Python网络爬虫与信息提取!爬虫批量搜索音乐并下载!

目标

将想要下载的歌曲名字存在列表中,批量搜索并下载代码。

准备

因为webdriver打开网页缓慢的原因,我考虑使用selenium控制已经打开的chrome网页,毕竟直接用chrome搜索歌曲和打开网页还是很快的。首先在pycharm中打开终端,输入以下命令切换到谷歌浏览器目录下:

cd \d C:\Program Files (x86)\Google\Chrome\Application
1

执行命令打开谷歌浏览器并保存配置在本地,这里路径可以选择和代码同级目录:

chrome.exe --remote-debugging-port=9222 --user-data-dir="e:\py_code\Reptile"
1

执行后会打开谷歌浏览器 ,在地址栏输入我们的网址:

http://www.gequdaquan.net/gqss/index.html

OK,准备工作完成!接下来交给脚本干活。

代码设计

网页驱动的配置:

	chrome_options = Options()
    # chrome_options.add_experimental_option("debuggerAddress", "127.0.0.1:9222")
    chrome_options.debugger_address = "127.0.0.1:9222"
    chrome_driver = "chromedriver.exe"
    driver = webdriver.Chrome(chrome_driver, chrome_options=chrome_options)
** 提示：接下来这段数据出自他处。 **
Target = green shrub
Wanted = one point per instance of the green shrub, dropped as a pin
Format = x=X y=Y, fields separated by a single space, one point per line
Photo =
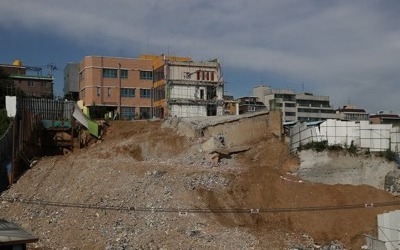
x=318 y=146
x=4 y=121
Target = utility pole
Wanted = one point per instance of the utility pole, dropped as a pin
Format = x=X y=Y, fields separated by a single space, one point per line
x=120 y=90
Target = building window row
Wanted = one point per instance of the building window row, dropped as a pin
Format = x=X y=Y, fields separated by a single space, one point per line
x=205 y=75
x=128 y=113
x=127 y=92
x=146 y=75
x=110 y=73
x=145 y=93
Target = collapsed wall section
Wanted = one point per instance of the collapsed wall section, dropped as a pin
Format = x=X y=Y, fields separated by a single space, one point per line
x=231 y=131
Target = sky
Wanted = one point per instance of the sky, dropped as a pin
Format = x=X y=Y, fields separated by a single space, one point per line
x=347 y=50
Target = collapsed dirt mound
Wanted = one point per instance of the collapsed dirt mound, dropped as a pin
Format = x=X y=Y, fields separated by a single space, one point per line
x=145 y=187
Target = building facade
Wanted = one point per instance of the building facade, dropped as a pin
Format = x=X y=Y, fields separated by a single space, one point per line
x=184 y=88
x=249 y=104
x=120 y=86
x=303 y=107
x=29 y=79
x=352 y=113
x=384 y=117
x=71 y=81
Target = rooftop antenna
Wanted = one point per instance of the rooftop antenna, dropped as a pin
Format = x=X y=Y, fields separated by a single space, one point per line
x=148 y=44
x=52 y=66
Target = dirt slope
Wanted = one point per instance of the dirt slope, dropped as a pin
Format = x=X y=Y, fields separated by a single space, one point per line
x=144 y=187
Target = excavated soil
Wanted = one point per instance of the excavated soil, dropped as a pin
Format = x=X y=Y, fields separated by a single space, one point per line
x=144 y=187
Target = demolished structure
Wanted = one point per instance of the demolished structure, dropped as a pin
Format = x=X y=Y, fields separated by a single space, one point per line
x=184 y=88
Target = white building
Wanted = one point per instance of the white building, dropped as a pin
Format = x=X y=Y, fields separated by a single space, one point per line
x=296 y=106
x=188 y=88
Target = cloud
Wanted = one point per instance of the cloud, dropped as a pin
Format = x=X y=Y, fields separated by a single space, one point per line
x=338 y=48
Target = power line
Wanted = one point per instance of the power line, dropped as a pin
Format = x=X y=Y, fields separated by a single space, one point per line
x=198 y=210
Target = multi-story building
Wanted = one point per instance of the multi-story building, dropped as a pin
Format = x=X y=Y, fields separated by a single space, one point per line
x=185 y=88
x=296 y=106
x=71 y=81
x=34 y=84
x=249 y=104
x=117 y=85
x=352 y=113
x=231 y=106
x=278 y=99
x=314 y=108
x=385 y=117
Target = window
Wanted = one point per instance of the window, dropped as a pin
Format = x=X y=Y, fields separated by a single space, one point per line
x=125 y=92
x=201 y=94
x=159 y=74
x=124 y=73
x=290 y=114
x=128 y=113
x=145 y=113
x=110 y=73
x=145 y=93
x=290 y=105
x=146 y=75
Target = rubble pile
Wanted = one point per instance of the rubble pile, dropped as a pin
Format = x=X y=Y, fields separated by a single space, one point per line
x=145 y=187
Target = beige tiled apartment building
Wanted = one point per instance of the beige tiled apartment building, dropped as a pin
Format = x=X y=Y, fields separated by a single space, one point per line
x=28 y=79
x=118 y=85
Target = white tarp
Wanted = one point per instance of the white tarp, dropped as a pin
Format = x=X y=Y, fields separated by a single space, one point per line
x=375 y=137
x=11 y=106
x=388 y=229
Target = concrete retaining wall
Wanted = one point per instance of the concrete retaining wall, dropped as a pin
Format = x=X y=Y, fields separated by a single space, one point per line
x=340 y=168
x=235 y=130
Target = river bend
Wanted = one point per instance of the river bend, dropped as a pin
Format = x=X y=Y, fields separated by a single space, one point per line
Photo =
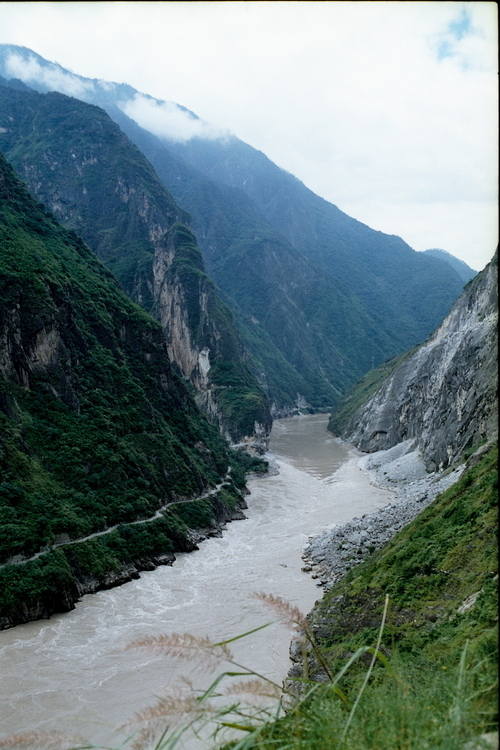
x=72 y=674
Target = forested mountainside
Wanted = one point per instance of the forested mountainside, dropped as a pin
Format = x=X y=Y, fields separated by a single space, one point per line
x=319 y=297
x=76 y=161
x=392 y=280
x=96 y=429
x=465 y=272
x=443 y=396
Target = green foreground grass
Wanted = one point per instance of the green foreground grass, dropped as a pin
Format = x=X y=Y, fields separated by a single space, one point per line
x=401 y=654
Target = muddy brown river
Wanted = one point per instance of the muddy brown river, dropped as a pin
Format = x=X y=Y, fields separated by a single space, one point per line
x=72 y=674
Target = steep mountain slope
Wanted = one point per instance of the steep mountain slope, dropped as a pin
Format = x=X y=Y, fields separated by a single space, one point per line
x=443 y=396
x=465 y=272
x=386 y=274
x=378 y=296
x=97 y=430
x=77 y=162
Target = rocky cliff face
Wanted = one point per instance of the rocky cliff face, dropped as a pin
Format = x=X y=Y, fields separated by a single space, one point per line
x=202 y=342
x=444 y=395
x=82 y=167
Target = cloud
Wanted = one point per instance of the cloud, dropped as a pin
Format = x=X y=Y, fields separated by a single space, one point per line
x=465 y=37
x=168 y=120
x=50 y=75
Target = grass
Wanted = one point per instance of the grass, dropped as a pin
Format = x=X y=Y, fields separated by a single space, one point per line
x=386 y=665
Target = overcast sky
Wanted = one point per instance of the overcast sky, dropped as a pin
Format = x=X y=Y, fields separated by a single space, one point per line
x=387 y=109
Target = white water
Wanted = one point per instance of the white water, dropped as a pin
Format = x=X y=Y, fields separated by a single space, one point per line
x=72 y=674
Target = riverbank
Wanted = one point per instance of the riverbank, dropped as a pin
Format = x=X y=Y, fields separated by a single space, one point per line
x=401 y=470
x=55 y=579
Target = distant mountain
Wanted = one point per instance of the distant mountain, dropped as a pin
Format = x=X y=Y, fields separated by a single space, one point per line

这没啥好讲的,固定格式和端口号,具体参照谷歌中自动控制说明。

网页静音

因为前一篇文章说了下载歌曲需要点击播放,所以静音好点:

    try:
        driver.find_element_by_xpath("//a[@class='player-btn btn-quiet']").click()
    except:
        pass

这里用try except框架,因为如果用户点击了静音,再一次点击是静音按钮的class属性会发生变化从而找不到对应的xpath会引发异常,所以如果异常直接跳过即可。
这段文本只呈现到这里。